Answer
See proof
Work Step by Step
Step 1: We are given a figure of a surface and we want to determine if the given surface can be oriented. To explain what is meant by an orientable surface, we can imagine a vector \(\mathbf{n}(x, y, z)\) that is normal to the tangent of the surface at some point. If we can 'drive' this vector over the surface for all the points on one side of the surface, and this vector never crosses to the other side (it doesn't take both the values \(\mathbf{n}(x, y, z)\) and \(-\mathbf{n}(x, y, z)\)), then the surface is orientable.

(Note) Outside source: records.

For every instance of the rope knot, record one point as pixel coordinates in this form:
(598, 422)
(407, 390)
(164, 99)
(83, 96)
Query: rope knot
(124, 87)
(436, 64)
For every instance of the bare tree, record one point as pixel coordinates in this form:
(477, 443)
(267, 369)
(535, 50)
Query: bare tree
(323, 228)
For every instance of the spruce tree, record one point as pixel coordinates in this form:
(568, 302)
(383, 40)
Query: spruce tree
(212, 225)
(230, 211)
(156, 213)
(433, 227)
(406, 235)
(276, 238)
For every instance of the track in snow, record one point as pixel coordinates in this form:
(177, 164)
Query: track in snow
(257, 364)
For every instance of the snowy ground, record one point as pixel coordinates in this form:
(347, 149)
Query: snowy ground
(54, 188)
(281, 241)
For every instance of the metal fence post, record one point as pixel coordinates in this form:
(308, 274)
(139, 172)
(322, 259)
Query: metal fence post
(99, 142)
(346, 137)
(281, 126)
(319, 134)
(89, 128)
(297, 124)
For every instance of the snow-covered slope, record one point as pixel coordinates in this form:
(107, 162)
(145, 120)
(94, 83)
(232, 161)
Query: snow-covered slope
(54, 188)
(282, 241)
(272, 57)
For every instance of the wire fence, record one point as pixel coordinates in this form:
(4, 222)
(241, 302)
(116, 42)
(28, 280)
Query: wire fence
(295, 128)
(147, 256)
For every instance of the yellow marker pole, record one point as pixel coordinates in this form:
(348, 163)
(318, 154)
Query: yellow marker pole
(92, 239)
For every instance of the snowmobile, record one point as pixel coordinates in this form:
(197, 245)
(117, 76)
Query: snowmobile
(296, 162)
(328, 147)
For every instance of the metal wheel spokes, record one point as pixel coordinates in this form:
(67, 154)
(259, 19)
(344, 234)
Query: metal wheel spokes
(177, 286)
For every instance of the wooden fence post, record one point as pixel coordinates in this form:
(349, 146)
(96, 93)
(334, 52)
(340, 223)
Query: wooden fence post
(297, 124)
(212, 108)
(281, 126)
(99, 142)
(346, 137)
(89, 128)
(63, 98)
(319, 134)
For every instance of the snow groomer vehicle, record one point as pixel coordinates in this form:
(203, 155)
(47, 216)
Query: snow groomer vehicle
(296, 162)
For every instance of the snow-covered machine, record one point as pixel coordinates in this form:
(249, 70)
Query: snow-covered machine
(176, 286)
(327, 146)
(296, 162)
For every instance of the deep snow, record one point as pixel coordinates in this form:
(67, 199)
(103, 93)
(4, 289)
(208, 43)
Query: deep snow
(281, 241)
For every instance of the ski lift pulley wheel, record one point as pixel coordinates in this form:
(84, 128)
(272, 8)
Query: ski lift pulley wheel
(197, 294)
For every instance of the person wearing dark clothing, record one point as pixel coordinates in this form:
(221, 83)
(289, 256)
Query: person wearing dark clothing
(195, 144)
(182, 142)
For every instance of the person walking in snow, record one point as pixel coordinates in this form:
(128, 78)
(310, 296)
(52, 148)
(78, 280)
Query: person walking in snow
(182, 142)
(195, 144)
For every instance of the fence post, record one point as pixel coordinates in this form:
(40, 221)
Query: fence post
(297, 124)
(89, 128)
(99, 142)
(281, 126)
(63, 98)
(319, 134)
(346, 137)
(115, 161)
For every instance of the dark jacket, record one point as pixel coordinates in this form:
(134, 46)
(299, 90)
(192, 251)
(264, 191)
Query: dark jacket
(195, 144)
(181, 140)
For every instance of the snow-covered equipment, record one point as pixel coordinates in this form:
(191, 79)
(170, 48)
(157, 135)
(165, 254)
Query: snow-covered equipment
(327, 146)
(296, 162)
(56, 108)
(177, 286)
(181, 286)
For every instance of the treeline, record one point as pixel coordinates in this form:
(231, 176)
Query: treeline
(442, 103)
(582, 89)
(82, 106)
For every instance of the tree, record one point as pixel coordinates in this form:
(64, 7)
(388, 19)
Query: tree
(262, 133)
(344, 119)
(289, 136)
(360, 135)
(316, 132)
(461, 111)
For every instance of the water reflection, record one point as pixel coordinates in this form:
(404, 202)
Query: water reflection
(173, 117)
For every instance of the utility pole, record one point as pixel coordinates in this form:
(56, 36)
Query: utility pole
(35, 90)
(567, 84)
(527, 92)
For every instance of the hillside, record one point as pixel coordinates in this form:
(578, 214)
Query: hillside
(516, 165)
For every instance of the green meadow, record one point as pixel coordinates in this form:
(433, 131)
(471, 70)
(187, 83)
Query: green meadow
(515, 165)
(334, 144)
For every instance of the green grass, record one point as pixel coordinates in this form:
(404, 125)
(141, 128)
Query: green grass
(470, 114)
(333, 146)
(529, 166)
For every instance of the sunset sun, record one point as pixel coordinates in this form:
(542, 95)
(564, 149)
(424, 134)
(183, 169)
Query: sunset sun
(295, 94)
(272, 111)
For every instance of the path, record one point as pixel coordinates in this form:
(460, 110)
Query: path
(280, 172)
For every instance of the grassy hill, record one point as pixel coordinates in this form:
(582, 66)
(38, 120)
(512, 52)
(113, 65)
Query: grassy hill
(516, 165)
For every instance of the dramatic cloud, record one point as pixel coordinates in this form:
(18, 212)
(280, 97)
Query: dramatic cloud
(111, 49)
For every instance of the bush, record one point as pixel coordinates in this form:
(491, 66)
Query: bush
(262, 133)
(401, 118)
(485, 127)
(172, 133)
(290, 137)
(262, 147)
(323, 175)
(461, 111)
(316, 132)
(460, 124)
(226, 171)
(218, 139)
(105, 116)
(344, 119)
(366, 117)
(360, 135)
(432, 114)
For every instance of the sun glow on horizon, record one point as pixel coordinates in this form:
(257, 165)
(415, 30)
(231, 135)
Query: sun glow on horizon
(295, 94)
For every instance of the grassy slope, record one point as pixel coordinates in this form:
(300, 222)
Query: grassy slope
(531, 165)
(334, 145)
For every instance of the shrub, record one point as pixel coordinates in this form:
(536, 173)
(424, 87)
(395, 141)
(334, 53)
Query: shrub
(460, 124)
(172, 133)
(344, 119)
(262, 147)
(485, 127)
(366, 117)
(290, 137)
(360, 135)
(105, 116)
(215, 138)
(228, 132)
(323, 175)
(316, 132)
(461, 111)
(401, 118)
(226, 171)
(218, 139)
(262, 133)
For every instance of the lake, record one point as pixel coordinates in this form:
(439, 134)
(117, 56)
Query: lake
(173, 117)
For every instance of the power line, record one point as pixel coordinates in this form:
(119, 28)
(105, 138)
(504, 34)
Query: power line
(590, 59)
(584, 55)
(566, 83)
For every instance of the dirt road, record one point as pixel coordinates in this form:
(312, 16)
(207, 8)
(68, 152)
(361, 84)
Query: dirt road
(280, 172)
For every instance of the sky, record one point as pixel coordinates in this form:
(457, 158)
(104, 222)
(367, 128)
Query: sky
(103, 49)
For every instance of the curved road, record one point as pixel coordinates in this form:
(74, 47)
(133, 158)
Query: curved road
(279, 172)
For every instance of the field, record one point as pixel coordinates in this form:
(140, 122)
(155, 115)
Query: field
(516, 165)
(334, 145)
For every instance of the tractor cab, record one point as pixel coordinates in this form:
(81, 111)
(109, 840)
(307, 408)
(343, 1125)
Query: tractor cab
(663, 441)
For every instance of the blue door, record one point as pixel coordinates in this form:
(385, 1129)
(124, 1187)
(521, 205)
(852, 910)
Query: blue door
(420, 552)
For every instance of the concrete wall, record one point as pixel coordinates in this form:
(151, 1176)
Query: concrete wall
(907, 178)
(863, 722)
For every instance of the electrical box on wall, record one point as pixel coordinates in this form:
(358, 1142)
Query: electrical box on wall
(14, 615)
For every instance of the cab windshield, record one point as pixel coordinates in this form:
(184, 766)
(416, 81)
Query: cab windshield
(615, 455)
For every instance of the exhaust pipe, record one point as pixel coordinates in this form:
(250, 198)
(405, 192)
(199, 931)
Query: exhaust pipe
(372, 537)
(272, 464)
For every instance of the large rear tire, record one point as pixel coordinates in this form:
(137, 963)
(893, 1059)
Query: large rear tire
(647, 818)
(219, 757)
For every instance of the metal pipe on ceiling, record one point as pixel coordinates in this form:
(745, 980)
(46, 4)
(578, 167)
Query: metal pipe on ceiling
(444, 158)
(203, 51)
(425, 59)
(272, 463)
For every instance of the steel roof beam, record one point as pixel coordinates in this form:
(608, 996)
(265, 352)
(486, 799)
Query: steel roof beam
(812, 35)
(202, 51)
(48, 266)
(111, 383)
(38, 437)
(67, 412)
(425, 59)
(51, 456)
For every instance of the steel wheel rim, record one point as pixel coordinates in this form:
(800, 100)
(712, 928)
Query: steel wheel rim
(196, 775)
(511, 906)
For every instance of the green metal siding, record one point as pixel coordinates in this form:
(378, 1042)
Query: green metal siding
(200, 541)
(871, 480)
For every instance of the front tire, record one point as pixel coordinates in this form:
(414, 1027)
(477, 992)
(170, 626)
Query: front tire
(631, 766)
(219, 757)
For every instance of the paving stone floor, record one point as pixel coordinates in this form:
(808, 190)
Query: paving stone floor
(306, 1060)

Step 2: The given figure can confuse us into thinking that this is a Möbius strip, which is a non-orientable surface obtained by taking one side of a rectangle and twisting it once by \(180^\circ\) and then connecting it to the other side. If you now 'drive' the vector \(\mathbf{n}\) over a Möbius strip, you will reach all the points and 'both' sides. So this is a non-orientable surface. The given surface is not the Möbius strip, since it has two \(180^\circ\) twists, so topologically thinking, it has come back to the initial state of reaching both sides of the former rectangle. Also, note that if we twist for an odd number of times, we get a non-orientable surface, and for an even number of times, it is orientable. So, the given surface is orientable.